In practice, it's close to useless. A lot of the power of Emacs comes from the homogeneity and that Emacs itself is mostly written in Emacs Lisp.

There have been attempts in the past to do similar bridges to Python and Javascript IIRC, but they ended up nowhere since they didn't mesh well with the existing ecosystem.

No matter how bad people think Emacs Lisp is (an incorrect impression, Emacs Lisp has improved tremendously) it's still a powerful Lisp and only a Lisp would provide the powerful extensibility that Emacs has.


I don't think the author is challenging most of the notions here. In fact, it seems pretty well inline with this.

I think language bridges suck, but this isn't one. It transpiles Go to Lisp bytecode, making it much closer to a first class citizen.

But more importantly, the tagline of the project isn't "Let's write Emacs in Go," nor is it "Emacs Lisp is bad," it's "Not a fan of Emacs Lisp? Hack Emacs in Go!" -- that seems pretty straightforward to me. The aim of this seems to be potential Emacs users who do not code Lisp and don't like it. There are plenty of reasons to not like Lisp, not just Emacs Lisp, including the power that it possesses, just like there are plenty of reasons to not like Go. To suggest otherwise would be elitist.

The way I see it, the potential here is to open Emacs scripting up to a wider audience of people who are not necessarily all the same kind of programmers, who may prefer more typing to more magic.


> There are plenty of reasons to not like Lisp

Would you please list those reasons?


I hope you're asking in good faith and don't really think Lisp is actually the best at everything.

Since you asked though, I'll go into my personal list. You'll note that much of these can just as easily be advantages depending on the situation and I'm by no means saying that this list applies to all things and all people (in fact it objectively doesn't.)

- The syntax: duh. Its elegant in how it mixes code and data, and unifies so much functionality into one syntax. But it has a number of disadvantages. One, the number of parens is cumbersome. You can get used to it, but it's still cumbersome. Two, it isn't always intuitive; sometimes infix syntax just plain feels ergonomically better, all flaws aside. This can absolutely be said about math. Lisp takes order of operations out of the picture, but the same would be true if you threw a shit to of parens into any language, so I feel that doesn't count.
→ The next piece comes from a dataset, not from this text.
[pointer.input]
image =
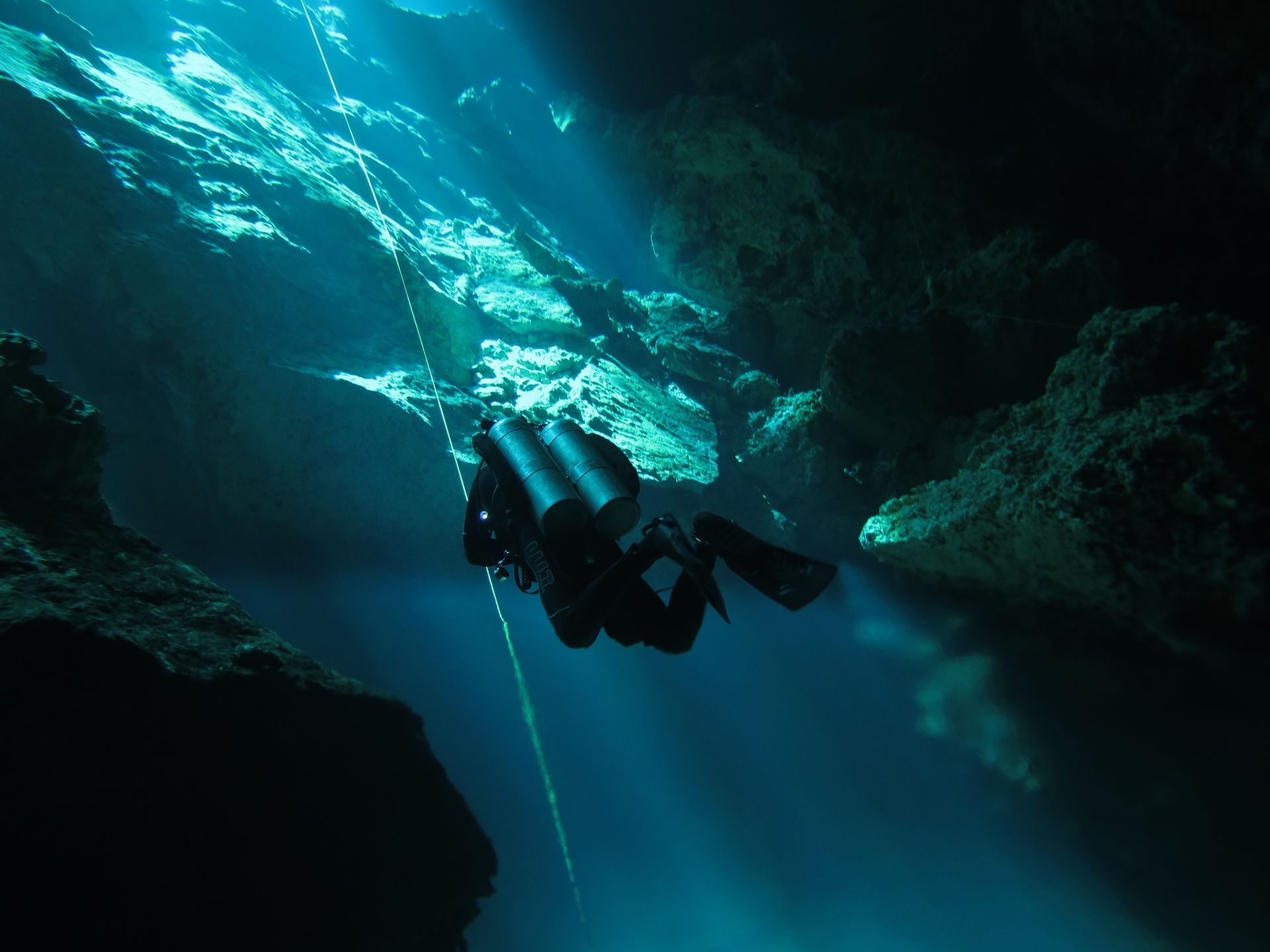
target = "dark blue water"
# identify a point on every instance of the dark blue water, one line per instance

- It's absolutely magical. It's so powerful that I wouldn't trust most programmers to wield it. It's so powerful I wouldn't trust me to wield it. I like programs that are obvious. One of Go's strengths is that it is very stupid, for example, leading to stupid code that is stupid readable by anyone (even if they're.. you get the idea.)

- Lisp feels like the world of wheel reinvention. I don't​ know if that's due to the language or the community that surrounds it, but I'd guess it's at least a little bit of both.

- Lisp is a dynamic language. By nature this is going to mean you can do less things with code statically. I'm a big fan of static typing for the obvious advantages it brings to larger projects.

- Finally, comfort. Lisp is obviously a language that has stood the test of time, but even despite that Lisp programmers are far and few in the industry. Most people are going to be familiar with imperative programming languages based off of C like syntax, or maybe something closer to Python. Either way, if you pick a random programmer off the street, you wouldn't assume they knew Lisp. (Unless their beard was really long.)


The question was in good faith and I sincerely thank you for such a well-written reply.

I think some of your points are valid, although some of them (syntax and static typing vs dynamic typing) are mostly down to preferences or getting used to different ways of working.

I think, for example, that, given the choice between those two, i'd rather have macros (lisp macros) instead of static typing.

As for the beard comment, yes, the longer the beard, the easier is to get into Lisp.

I just wanted to note, however, that Lisp is an imperative programming language, just as C or Python is. (Of course, Lisp also allows functional programming and Common Lisp allows fantastically good object oriented programming). So yes, i agree, "most people are going to be familiar with imperative programming languages based off of C-like syntax". But on the other hand, Lisp syntax is much easier to learn than C-like syntax.


It's a lisp. That is enough for a lot of us to want to use another language, irrespective of how much Emacs lisp improves.


If you don't like Lisp for editor programmoing, then an editor which is literally built upon a million lines of Lisp code seems to be a very bad choice. Even providing another extension language won't make the Lisp go away.


The implementation language does not matter to me - I'm not working on the code base, and have no interest in doing so. I don't care that there is lisp there, as long as I don't have to write it.


But this is the point that you're completely missing. Perhaps you have not spent a lot of time with Emacs?

The implementation language does matter a lot in this case, because the part of Emacs that is written in Emacs Lisp (~90% of Emacs) can and should be leveraged (modified, extended or used to build upon) at runtime by users. This is what gives Emacs it's tremendous flexibility and power.

Using anything other than a Lisp with semantics close to Emacs Lisp for user code that leverages what Emacs offers built-in, will be an exercise in frustration since a lot of the power I described will be so cumbersome to access and make use of. It's been tried before, multiple times by people not very familiar with Emacs Lisp, and it has never worked out.

Experienced Emacs Lisp developers immediately understand the futility and pointlessness of such endeavors which is why you never see them attempt them.


You should try digging deeper into Lisp before disqualifying in such a frivolous way.


You're jumping to conclusions you have no basis for.


'Not useless' is not a high enough bar in software. Flexibility always adds complexity, and complexity is a cost. Sometimes that cost is worth it, but the benefit needs to be much larger and clearer than 'not useless'.


Not a high enough bar for what exactly? So far this entire thread is a lot of vague talk spawning off the idea that it doesn't solve a problem. That's the statement I don't agree with. If enough people decided to use it, that's the only bar that actually matters. But it clearly solves a problem, just not necessarily a problem every Emacs user has.